During actual development consider all OOP principals like:
The SOLID principals:
- Single responsibility principle
- Open/closed principle
- Liskov substitution principle (design by contract)
- Interface segregation principle
- Dependency inversion principle
Clean code principals:
- From the Clean Code Book by Robert Cecil Martin
Also consider other schools of though in software engineering.
It takes time to plan a project, but once you have a clear idea of what and how you want to do in/a software project, the actual implementation phase almost becomes a routine.
Take enough time to plan the design, it will be well worth it. Without a good design plan you will refactor and refactor until you get a clear picture in your mind of what you want to achieve, and then you refactor again to achieve that goal. You will probably get the same result but with a high cost of, from personal experience, three times as much development time.
It is amazing to see how a good architecture can lead to a good design, which in turn can lead to good code.

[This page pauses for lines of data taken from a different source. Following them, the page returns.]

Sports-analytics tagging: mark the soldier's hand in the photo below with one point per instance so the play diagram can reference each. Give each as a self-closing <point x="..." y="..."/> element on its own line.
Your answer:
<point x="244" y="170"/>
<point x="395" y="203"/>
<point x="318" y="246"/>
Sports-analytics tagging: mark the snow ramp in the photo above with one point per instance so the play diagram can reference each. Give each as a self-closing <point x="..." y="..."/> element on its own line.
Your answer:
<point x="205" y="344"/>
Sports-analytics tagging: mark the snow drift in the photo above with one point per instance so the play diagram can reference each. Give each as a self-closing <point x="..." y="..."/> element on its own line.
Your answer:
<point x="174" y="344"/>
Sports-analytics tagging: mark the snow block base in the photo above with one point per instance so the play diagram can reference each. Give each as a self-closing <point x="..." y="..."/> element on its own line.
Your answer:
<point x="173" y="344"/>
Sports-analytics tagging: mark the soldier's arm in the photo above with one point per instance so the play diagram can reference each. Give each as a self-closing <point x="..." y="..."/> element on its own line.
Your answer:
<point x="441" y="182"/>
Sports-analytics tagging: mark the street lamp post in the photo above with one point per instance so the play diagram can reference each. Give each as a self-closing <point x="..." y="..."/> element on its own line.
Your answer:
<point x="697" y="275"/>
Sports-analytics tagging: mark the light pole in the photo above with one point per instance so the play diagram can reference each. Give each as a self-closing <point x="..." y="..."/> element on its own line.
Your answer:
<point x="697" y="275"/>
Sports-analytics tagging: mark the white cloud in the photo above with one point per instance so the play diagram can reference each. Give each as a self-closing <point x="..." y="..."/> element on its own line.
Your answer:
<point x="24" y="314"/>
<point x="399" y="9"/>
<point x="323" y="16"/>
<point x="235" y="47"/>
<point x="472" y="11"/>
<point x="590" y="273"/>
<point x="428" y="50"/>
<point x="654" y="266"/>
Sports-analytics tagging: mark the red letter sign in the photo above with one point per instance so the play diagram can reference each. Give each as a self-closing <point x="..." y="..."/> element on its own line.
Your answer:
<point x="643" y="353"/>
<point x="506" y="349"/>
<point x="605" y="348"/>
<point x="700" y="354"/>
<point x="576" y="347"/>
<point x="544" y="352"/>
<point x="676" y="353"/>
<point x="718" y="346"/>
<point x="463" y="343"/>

There are a plethora of things to consider when doing a complete software project. It takes time to learn all of this stuff, it takes time to understand how to fit everything together, it takes time to easily navigate a project from overview to details and vice versa. Do not get overwhelmed, remember that the more time you invest in something the better you will understand it.
Also consider everything described here as a school of thought. The field of Information Technology is still young and we still struggle to find a common language between software engineers.
Because I was developing the project on a Linux machine, I was unable to build it with the mvn clean install command. This was due to OpenJDK and its support for JavaFX, so all I had to do was to tell the OS to use an Oracle JDK instead.
The android client application uses Gradle as a build system, which can use Maven dependencies. This has helped me in sharing some code in the whole system, e.g. the models, located in the common Maven module.
You can design the architecture either at package level or module level. It depends on the context of your application. It you have a small system, I would suggest package level design for clean architecture. For complex projects module is the answer.